Yo diría que si me pinchan no sangro, pero es que ya no sé si me queda sangre en el cuerpo, o se me quedó congelada. Pero lo que si me salen son lágrimas de pena, de rabia y de impotencia, de pensar en lo mal que debemos haberlo hecho para que nuestra juventud piense semejante barbaridad en un porcentaje tan elevado.

Es cierto que yo tampoco viví apenas la dictadura de quien se hacía llamar a sí mismo el Generalísimo. Por suerte para mí, por cierto. Tenía ocho añitos cuando Franco murió y ni entonces era consciente de lo que aquello significaba, ni mucho menos de cómo había sido la vida bajo su mandato.

Para mí era un señor que mandaba más que nadie y por cuya muerte nos daban unos cuantos días de fiesta, que nunca venían mal.
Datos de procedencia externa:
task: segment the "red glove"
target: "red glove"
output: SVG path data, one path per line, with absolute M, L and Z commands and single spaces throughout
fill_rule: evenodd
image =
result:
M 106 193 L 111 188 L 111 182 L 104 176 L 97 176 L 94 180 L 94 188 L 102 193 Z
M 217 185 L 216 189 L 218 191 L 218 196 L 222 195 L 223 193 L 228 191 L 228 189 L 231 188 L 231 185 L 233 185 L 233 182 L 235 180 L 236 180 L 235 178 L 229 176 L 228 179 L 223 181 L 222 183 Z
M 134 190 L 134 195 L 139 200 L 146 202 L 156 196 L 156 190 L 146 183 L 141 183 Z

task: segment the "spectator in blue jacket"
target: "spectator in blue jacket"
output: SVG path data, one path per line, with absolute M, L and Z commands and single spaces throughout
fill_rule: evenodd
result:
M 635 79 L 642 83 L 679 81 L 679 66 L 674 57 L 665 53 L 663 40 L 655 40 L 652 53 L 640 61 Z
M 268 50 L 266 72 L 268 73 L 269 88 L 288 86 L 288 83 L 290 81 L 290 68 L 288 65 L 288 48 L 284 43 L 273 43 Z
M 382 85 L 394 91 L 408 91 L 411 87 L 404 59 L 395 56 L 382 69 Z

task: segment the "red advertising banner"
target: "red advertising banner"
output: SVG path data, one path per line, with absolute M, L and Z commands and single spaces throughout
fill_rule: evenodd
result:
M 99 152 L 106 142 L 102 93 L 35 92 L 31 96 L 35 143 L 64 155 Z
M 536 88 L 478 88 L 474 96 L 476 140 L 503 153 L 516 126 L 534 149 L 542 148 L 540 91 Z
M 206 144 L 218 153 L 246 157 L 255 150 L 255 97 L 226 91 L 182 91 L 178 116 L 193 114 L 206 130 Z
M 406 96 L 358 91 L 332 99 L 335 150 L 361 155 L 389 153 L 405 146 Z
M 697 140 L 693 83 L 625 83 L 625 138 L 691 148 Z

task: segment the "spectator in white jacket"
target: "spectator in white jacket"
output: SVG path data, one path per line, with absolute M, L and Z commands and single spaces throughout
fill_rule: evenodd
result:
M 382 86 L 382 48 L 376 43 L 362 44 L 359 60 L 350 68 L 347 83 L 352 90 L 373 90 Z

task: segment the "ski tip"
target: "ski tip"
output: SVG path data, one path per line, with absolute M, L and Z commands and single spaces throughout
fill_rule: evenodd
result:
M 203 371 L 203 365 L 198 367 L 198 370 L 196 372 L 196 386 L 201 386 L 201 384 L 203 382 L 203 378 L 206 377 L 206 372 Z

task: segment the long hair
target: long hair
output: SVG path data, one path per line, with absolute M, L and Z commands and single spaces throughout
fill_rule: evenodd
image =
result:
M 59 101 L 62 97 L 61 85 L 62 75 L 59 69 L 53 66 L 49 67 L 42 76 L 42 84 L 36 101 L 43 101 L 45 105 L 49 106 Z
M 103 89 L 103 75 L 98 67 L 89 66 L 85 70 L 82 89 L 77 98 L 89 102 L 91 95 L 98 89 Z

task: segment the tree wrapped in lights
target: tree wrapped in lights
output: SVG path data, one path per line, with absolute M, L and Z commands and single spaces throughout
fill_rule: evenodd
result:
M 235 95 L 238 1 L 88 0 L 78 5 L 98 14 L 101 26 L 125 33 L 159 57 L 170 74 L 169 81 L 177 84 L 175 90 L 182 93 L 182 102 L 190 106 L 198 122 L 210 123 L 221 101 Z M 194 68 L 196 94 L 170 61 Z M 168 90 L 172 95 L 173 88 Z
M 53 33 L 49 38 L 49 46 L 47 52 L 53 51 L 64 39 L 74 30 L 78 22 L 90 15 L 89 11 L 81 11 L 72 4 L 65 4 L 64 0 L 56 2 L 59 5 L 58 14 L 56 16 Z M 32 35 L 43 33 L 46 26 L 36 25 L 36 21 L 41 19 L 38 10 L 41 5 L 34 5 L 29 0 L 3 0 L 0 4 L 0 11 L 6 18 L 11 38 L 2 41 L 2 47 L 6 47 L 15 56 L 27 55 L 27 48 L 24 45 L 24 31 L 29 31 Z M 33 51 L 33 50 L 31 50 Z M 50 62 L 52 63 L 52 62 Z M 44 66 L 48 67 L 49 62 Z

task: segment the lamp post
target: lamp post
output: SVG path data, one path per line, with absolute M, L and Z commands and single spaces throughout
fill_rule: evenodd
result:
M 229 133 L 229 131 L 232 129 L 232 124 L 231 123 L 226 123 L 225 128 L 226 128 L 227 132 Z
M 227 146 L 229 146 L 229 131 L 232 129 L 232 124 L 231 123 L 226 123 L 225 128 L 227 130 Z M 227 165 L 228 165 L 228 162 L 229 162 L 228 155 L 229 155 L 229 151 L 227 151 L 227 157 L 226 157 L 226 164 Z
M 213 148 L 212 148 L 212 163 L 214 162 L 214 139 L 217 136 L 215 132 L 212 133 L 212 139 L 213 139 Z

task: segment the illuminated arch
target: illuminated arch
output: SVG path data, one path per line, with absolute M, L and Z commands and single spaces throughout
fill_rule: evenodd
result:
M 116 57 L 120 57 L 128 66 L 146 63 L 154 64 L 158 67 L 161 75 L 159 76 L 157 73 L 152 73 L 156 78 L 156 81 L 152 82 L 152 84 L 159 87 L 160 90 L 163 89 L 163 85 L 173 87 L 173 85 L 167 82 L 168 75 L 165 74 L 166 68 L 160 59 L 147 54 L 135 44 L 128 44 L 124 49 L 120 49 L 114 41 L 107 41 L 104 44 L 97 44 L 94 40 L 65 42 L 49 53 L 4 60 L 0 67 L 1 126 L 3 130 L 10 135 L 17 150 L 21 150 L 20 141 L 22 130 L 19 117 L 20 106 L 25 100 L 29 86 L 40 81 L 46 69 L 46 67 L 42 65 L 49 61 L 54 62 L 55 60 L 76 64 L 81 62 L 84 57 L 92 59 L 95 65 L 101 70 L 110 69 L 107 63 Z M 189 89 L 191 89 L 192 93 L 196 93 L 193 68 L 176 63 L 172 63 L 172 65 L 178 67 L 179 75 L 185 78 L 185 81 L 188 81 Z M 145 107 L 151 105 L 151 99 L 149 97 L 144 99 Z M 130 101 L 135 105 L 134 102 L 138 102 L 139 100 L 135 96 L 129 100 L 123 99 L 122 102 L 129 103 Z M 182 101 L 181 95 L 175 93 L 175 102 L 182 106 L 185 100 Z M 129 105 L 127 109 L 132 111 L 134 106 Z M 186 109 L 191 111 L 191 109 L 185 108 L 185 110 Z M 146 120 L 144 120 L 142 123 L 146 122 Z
Y poco más. Porque a los ocho años determinadas cosas no interesan y, si se hacen preguntas, se respondía con un “eso no te importa” que valía para todo.

Sin embargo, no tardé en darme cuenta. No hacía falta estar en plena dictadura para percatarse de los efectos que produjo y que siguió produciendo durante mucho tiempo, aún después de la muerte del dictador.

Descubrí que era por su causa por la que había temas de los que no se hablaba, porque había cosas de las que no se podía hablar.

Descubrí que era por su causa por la que las mujeres tenían que estar en casa y con la pata quebrada, pariendo cuantos más niños mejor y viviendo al servicio de su amado esposo, del que tenían que soportar las palizas que les dieran si era de su gusto.

Descubrí que por culpa de sus leyes los homosexuales iban a la cárcel por el mero hecho de serlo, y que pensar diferente también se castigaba con la cárcel.

Y descubrí también que era por su culpa también por lo que no se podía hablar de sexo, y que había que apañarse con lo que te contara alguna amiga, y eso con suerte.

Seguí haciendo un descubrimiento tras otro sobre lo que se podía y no se podía hacer, hasta llegar a la conclusión de que con Franco nunca se vivió mejor.

Ni siquiera cabía sostener aquella frase que se popularizó por un sector durante mi adolescencia: “contra Franco se vivía mejor”.

Supongo que los jóvenes de la encuesta no saben nada de todo esto ni tienen ningún interés en saberlo. Y, lo que es peor, no hemos sabido mostrárselo, y ahora lo estamos pagando.

Solo espero que esto sea una moda pasajera y esos jóvenes maduren algún día y se percaten de su terrible error. Crucemos los dedos para que no sea tarde. Porque, de lo contrario, lo tenemos mal. Francamente mal.